When I had a more secure job, we lived on the financial edge. For us, living on the edge didn't mean we were going on spending sprees at Tiffany's or paying bills late. Our risky financial habit was making debt repayment a priority without having an emergency fund. After watching so many friends and colleagues get laid off in the past 5 years, it's become crystal clear that liquid savings is essential. It's been more difficult than I expected to overcome my desire to eradicate debt before saving. According to a recent article by Forbes, the question of whether to increase savings or pay off debt becomes even more critical for baby boomers on the verge of retiring. According to the article, the median balance of 401(k) and IRAs for baby boomers was $120,000. Meanwhile, 41 percent of boomers had credit card debt in 2010, which was up from 33 percent for people in the same age bracket in 1989. As members of Generation X, we don't want to slack off on saving in our 40s. If we don't, we might be in the same predicament as the boomers.
Getting pleasure out of saving
Some people get pleasure out of spending, while others get pleasure out of savings. Instead of gravitating toward pleasure, I tend to avoid the pain. For me, having debt is unpleasant. To change my habit, I have to remind myself of the risks involved with having insufficient savings during a family financial crisis.
Matching my savings and debt
One of my tricks is to balance out my debt with equal savings. I write two columns. In one column, I write down how much money we owe on our car. In the other column I write down how much we have in our new car savings fund. I made it a goal to have more in savings than what we owe on our car loan. With my mortgage, I keep a separate house emergency fund. As soon as I have more in savings than what we owe on our house, I'll pay extra toward the mortgage again.

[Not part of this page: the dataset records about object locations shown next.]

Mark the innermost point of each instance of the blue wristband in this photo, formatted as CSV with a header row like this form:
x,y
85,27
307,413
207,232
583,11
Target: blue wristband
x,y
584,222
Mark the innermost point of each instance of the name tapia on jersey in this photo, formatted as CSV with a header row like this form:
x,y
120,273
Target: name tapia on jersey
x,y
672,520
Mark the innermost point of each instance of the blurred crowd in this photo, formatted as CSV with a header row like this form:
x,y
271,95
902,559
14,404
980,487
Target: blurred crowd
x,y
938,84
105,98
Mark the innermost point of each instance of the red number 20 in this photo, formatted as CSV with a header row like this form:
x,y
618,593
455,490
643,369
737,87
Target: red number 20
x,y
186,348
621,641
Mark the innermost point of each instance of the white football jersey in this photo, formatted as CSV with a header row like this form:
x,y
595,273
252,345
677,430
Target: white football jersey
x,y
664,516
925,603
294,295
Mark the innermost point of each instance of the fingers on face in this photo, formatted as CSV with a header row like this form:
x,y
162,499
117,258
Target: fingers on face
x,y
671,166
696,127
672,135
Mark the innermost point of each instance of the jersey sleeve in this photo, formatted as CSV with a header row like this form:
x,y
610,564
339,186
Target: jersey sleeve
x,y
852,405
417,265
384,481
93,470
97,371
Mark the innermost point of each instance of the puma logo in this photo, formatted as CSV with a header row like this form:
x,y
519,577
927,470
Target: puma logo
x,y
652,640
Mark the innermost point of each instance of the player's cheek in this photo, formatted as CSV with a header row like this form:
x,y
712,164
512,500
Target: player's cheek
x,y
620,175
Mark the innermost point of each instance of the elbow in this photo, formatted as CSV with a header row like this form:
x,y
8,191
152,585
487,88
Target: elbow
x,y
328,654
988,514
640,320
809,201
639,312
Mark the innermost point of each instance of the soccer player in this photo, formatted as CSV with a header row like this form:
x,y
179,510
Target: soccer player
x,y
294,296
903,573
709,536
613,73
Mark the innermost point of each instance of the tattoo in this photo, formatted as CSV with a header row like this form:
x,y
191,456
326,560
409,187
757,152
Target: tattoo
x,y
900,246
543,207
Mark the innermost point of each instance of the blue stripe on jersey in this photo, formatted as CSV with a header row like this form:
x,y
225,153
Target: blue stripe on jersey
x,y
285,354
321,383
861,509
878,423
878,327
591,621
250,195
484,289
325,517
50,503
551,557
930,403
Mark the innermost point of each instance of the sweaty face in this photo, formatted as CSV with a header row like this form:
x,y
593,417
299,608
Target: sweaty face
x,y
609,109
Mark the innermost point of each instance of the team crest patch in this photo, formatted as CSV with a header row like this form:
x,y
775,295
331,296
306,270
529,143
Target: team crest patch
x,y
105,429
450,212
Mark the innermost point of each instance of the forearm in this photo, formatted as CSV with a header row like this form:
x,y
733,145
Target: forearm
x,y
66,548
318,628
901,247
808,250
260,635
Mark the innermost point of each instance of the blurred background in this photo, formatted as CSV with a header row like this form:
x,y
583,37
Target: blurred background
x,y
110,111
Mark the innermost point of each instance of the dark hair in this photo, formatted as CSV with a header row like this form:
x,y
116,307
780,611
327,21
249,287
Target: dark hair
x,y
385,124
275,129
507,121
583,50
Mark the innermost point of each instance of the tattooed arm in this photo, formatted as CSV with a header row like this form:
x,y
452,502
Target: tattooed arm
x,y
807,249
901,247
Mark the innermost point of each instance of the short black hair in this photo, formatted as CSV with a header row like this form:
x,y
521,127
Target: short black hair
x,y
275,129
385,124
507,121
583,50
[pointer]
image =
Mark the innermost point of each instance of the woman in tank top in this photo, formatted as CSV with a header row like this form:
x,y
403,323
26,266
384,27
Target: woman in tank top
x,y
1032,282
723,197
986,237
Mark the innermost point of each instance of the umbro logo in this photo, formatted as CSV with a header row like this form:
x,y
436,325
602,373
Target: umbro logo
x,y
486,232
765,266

Taking advantage of low rates
Building up savings is helping me to feel more secure about my future. I still don't like the fact that I owe the mortgage company and credit union money. However, I remind myself that we have a 2.75 percent interest rate on our home as well as a rate under 3 percent on our car loan. I check my Roth 401(k) returns every month to remind myself that my money is making me more money.
Making it easy to access money
I've always heard financial experts recommend people make it difficult to access their money so they won't be tempted to spend it. I found that approach backfired when I needed to access retirement money to pay for my son's college. I would have preferred to take out the money I had put in a Roth IRA instead of taking a 401(k) loan. Now we save using the Roth IRA and Roth 401(k) retirement savings vehicles because we know life is unpredictable. We should be able to access our own retirement money in our 40s if we want to.
It may take us several years before we have an adequate emergency fund, but with each month that passes by gets us closer to our goal. We aren't trying to have a 3-month, 6-month or even 8-month emergency fund. We just want as much in savings as we owe on our mortgage and car.